As the economy gets worse due to various factors including defaults on loans and job losses due to the slowed consumer spending, investors seek out safe ways to convert their cash into a medium that will allow for growth in these circumstances. Precious metals, especially gold, are a great way for investors to protect themselves from the overall stock losses seen in this type of climate. When the economy is in flux and current salaries are lowered, investors have no real idea of when it will rebound. They end up buying gold and gold stocks, which in turn, raises the price of this investment vehicle as the demand increases.
The economy is kept in check by the lowering of interest rates to keep borrowing costs down and increase the flow of credit and lending from banks. The Fed dictates these interest rates and they have a strong impact on the economy and the gold prices specifically. When there is a recession, the Fed tends to lower interest rates to spur spending and lending, which increases inflation but also helps with a recovery.
Inflation is an indicator as to how money is flowing and many experts feel that inflation will begin to escalate now that the government is printing money hand over fist. Those who invest in gold have the opinion that as long as the Fed keeps inflation down, the price of gold will continue to rise, making their investments more valuable. But credit ratings agencies are considering changing the rating for government debt as they see the lending rates going up steeply in the next few years.

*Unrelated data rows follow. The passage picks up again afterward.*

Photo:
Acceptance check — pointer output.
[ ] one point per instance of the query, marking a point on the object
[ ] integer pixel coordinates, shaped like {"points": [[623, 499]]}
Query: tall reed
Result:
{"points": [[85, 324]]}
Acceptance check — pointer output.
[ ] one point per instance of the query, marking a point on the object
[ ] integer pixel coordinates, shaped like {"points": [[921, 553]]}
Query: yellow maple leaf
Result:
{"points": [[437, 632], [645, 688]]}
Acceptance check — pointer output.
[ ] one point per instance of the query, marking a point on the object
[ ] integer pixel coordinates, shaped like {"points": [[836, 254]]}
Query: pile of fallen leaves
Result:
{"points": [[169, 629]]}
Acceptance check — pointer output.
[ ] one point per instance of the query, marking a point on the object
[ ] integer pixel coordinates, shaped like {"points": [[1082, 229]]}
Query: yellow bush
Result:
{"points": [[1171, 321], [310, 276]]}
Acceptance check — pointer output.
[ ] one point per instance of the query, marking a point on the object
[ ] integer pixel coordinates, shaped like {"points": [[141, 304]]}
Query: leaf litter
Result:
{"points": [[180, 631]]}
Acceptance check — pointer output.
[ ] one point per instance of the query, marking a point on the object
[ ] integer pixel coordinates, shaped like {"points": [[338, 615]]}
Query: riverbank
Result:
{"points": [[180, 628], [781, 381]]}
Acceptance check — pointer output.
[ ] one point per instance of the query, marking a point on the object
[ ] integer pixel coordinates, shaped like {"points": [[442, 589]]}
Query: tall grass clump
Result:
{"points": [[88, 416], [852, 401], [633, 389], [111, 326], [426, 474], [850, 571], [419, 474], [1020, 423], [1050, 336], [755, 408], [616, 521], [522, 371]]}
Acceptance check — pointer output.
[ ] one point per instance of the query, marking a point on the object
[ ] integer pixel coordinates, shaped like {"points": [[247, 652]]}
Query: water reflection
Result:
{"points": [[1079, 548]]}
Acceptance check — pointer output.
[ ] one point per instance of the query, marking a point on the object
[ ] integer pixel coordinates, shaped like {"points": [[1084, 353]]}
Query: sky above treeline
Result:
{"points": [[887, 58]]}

This raise in lending rates will lower inflation as they rise and fall inversely. Inflation is the amount of the rise or fall in consumer prices of goods and services and when it rises, can indicate some recovery. Raising interest rates would quickly squash any out of control inflation as it happens. As soon as the economy recovers, the price of gold will start to go down as investors will start to move from the safe-haven that gold represents to more risky investments such as stocks to increase the value of their portfolios.